From my latest post at The Blazing Center:
We don’t live in a puritan world with Victorian social mores. It seems, though, that many pastors have yet to come to grips with this. You grew up in a context of strong Bible teaching and enforced morality. You were taught that sex before marriage was wrong. You were taught to believe that sex was an unthinkable act until that ecstatic wedding night, a sin fraught with guilt and shame. So was I. I didn’t listen.
I am one of the 80% of young evangelicals who had sex before marriage. But pastor, it’s not just us. In your congregation are numerous people who have commited adultery. There are hundreds of porn addicts and fantasizers of both genders. We are not a sexually pure people. So please don’t preach like we’re riding on your high horse with you (whether or not you mean to be up there).
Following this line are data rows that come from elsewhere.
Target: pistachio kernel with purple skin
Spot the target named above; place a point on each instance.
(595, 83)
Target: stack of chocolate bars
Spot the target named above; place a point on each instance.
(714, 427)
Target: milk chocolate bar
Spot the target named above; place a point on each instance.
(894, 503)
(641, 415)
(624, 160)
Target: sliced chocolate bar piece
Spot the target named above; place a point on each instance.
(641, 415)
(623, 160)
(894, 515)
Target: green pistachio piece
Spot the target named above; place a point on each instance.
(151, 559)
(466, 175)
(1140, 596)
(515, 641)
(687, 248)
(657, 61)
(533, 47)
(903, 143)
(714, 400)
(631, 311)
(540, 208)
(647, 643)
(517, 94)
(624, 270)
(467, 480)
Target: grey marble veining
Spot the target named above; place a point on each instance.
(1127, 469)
The Bible is clear about sex and it’s place in marriage, and it is your job to preach it. But when you stand up there and preach like “we all know fornication is evil” it shames us. When you lay low the adulterers with your scorn it shames them. And are you even thinking of those who became sexually active by force through rape or molestation? How low must they feel when you speak of the “loss of purity” like it’s a candle that was blown out?
. . .
God’s standard for everyone is holiness, and not one of us can attain it without grace. Not me, not you, not anyone. Pastor, you are speaking to the stained. When you speak down at sexual sin you shine a spot light on part of life we are ashamed of, you open up old wounds. You must speak God’s truth about obedience and holiness — please do! — but please do so with a message that is not just seasoned with grace but made up of it.